Une transnationalisation du féminisme hispanophone via les réseaux sociaux
Outre ces déferlements dans les rues, les réseaux sociaux sont également un lieu de bataille important pour ces mouvements féministes. Avec des hashtags comme #YoTeCreo (« Moi, je te crois », en réponse aux doutes jetés sur les témoignages d’agressions sexuelles), #Cuéntalo (une sorte de #BalanceTonPorc espagnol), ou encore #PeruPaisDeVioladores (« Pérou, pays de violeurs », hashtag très polémique qui tente de visibiliser la culture du viol et l’impunité qui l’entoure), le mouvement se fait transnational. #Cuéntalo naît en Espagne mais est rapidement repris par les féministes péruviennes, et #YoTeCreo devient une campagne de sensibilisation au Guatemala ; le #NiUnaMenos se retrouve dans tous les pays d’Amérique Latine, et le hashtag réémerge régulièrement, comme au Pérou avec le féminicide d’Eyvi Agreda en mai 2018.
La victoire argentine pour la légalisation de l’avortement inspire tous les autres pays de la région, et des campagnes s’organisent pour diffuser la victoire du « pañuelazo verde » : au Brésil, les féministes convoquent une manifestation le 22 juin en réponse à l’« onde féministe », et faisant référence aux autres mobilisations féministes latino-américaines. Au Pérou, le groupe Facebook « Aborto Legal Peru » s’organise (rappelons que c’est par ce moyen que la manifestation historique du Ni Una Menos avait commencé).
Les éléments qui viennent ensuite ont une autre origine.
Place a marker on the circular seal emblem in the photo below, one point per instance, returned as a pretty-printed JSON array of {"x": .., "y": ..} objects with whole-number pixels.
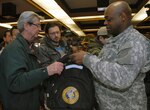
[{"x": 70, "y": 95}]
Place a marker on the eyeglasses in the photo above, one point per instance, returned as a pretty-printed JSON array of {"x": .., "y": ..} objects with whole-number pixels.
[{"x": 37, "y": 25}]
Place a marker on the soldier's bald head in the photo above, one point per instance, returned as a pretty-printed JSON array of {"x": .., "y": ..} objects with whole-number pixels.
[{"x": 119, "y": 7}]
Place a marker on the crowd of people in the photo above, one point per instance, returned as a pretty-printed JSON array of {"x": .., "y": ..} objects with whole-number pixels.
[{"x": 118, "y": 63}]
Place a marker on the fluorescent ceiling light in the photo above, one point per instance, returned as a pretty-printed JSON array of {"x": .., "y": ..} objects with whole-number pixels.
[
  {"x": 5, "y": 25},
  {"x": 57, "y": 12},
  {"x": 101, "y": 8},
  {"x": 141, "y": 15},
  {"x": 90, "y": 30}
]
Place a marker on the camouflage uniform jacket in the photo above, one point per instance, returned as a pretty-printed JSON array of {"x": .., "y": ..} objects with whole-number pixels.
[{"x": 118, "y": 72}]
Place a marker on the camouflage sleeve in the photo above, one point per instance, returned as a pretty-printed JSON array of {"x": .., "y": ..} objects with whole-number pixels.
[{"x": 120, "y": 72}]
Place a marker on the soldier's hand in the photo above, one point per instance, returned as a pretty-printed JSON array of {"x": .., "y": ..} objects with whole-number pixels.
[{"x": 55, "y": 68}]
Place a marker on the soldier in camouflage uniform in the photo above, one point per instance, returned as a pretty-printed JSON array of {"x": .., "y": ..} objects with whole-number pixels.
[{"x": 120, "y": 68}]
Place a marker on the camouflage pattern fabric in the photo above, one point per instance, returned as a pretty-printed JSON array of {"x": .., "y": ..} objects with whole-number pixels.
[{"x": 118, "y": 72}]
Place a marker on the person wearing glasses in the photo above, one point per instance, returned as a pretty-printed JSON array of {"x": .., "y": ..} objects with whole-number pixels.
[
  {"x": 52, "y": 46},
  {"x": 20, "y": 75},
  {"x": 120, "y": 68}
]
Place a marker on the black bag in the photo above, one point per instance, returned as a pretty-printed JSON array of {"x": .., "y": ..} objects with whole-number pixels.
[{"x": 72, "y": 90}]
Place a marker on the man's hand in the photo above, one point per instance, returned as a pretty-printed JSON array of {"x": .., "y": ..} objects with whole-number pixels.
[
  {"x": 55, "y": 68},
  {"x": 78, "y": 57}
]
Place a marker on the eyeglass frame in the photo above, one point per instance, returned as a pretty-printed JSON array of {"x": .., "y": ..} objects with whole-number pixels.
[{"x": 37, "y": 25}]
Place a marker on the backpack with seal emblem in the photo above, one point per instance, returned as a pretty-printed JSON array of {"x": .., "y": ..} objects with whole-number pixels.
[{"x": 72, "y": 90}]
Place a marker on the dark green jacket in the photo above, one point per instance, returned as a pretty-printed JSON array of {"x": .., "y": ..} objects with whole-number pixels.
[
  {"x": 47, "y": 53},
  {"x": 20, "y": 77}
]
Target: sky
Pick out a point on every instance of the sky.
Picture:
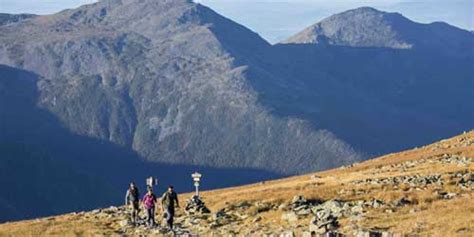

Moins d’une semaine après l’approbation de l’avortement légal par le Congrès argentin, on voit déjà émerger des campagnes pour l’avortement légal avec différentes couleurs de foulards au Chili, au Mexique, en Colombie, au Costa Rica, au Venezuela, en Equateur, au Paraguay : la prochaine date annoncée au niveau continental sera le 28 septembre, journée de la dépénalisation de l’avortement en Amérique latine. Le hashtag #AbortoLegalChile fait déjà parler de lui dans les médias nationaux.
L’effet boule de neige est bel est bien enclenché.
Mouvements sociaux clés dans un contexte de droitisation politique
Ainsi, c’est véritablement toute l’aire d’influence culturelle et linguistique qui est touchée par la vague féministe, qui défie les gouvernements de droite et de plus en plus conservateurs de Macri (en Argentine), de Piñera (au Chili) ou de Temer (au Brésil), l’influence fujimoriste au Pérou… et ce, dans un contexte où des figures de la lutte des femmes sont régulièrement assassinées (on pense notamment à Marielle Franco au Brésil, à Olivia Arevalos au Pérou, à Berta Caceres au Honduras). Fers de lance des mouvements sociaux contestataires actuels, ces féminismes sont donc dignes d’attention dans leur capacité non seulement à faire avancer les droits des femmes, mais à se constituer comme élément de résistance qui prend une importance croissante sur l’échiquier politique latino-américain.